Supplement Suggestions
Prevention Pack
- Multivitamin/mineral: Provides the basic nutrition our bodies need to support immune function.
- Vitamin D3: Studies show that those with the lowest levels of Vitamin D in the blood are 40% more likely to report colds or flus!
- Fish Oils: Decrease inflammation in the body, enabling the immune system to function more efficiently.
- Probiotics: Several strains of beneficial bacteria have been found to help support immune function. Individuals using probiotics daily suffer fewer colds or flus, or experience shorter and milder illnesses.
Extra Support
- Zinc: Known to support and protect the immune system and help the body fight against diseases. Also helps with tissue formation and supports membranes.
- Vitamin C: A natural virus fighter that enhances the immune system by increasing natural killer cell activity, antibody response, thymus function and supporting collagen synthesis for connective tissue integrity, making it harder for viruses to invade. It is often used to prevent and reduce the length of colds and flus.
- Echinacea: Has immune-strengthening effects and can help stop a cold from developing, ease symptoms, and accelerate healing (reducing the length and severity).
- Elderberry: Packed with antioxidants, strengthens immunity and has anti-viral abilities.
- Goldenseal: An immune-boosting herb with anti-mucous properties. Contains berberine, which is antimicrobial and can soothe throat pain.
- Oregano: A powerful anti-microbial, anti-fungal and anti-bacterial that is high in antioxidants.

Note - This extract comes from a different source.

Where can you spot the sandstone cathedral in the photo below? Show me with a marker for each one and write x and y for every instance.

Often used to help with respiratory and sinus conditions.
- Thyme: Traditionally used to help relieve coughs, sore throats and chest congestion.

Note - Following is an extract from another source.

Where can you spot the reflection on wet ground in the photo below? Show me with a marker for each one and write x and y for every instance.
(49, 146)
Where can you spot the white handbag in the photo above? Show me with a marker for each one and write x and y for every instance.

- Astragalus: Used to treat viral infections and has been shown to reduce the duration and severity of symptoms in treatment of the common cold by stimulating several factors of the immune system.
- Bee Propolis: Has antibacterial, antiviral, antifungal and antiseptic activity. Great to use as a preventative and works to protect and boost the immune system.
- Beta Glucans: Sourced from certain forms of yeast and medicinal mushrooms (i.e. Reishi). They enhance the body’s response to infection and activate immune cells without overstimulating the immune system.
- Plant/Phytosterols: Have also been shown to modulate the immune system.
- Antioxidants: Helps prevent oxidative damage to the thymus gland, the major organ of the immune system and reduce inflammation.
- Helpful Herbs: Wild cherry bark, mullein & horehound help break up and clear phlegm.
- Essential Oils: Eucalyptus and peppermint help open up sinuses to clear congestion.
Dietary Suggestions
- Stay Away. Avoid refined or processed foods, sugars, excess caffeine or alcohol, hydrogenated fats.
- Balance Blood Sugar. Consume adequate fibre & protein with meals. Note that fibre is also necessary to remove toxins from the body and can act as a prebiotic for good bacteria. Protein is especially critical for a strong immune system and chronic infections is a sign of deficiency.
- Eat Well. Consume an alkalizing and anti-inflammatory diet! Great ingredients include leafy greens, berries, garlic, coconut oil, cinnamon, ginger, apple cider vinegar, raw honey, lemon, green tea, cacao, sweet potatoes and fermented foods such as kimchi.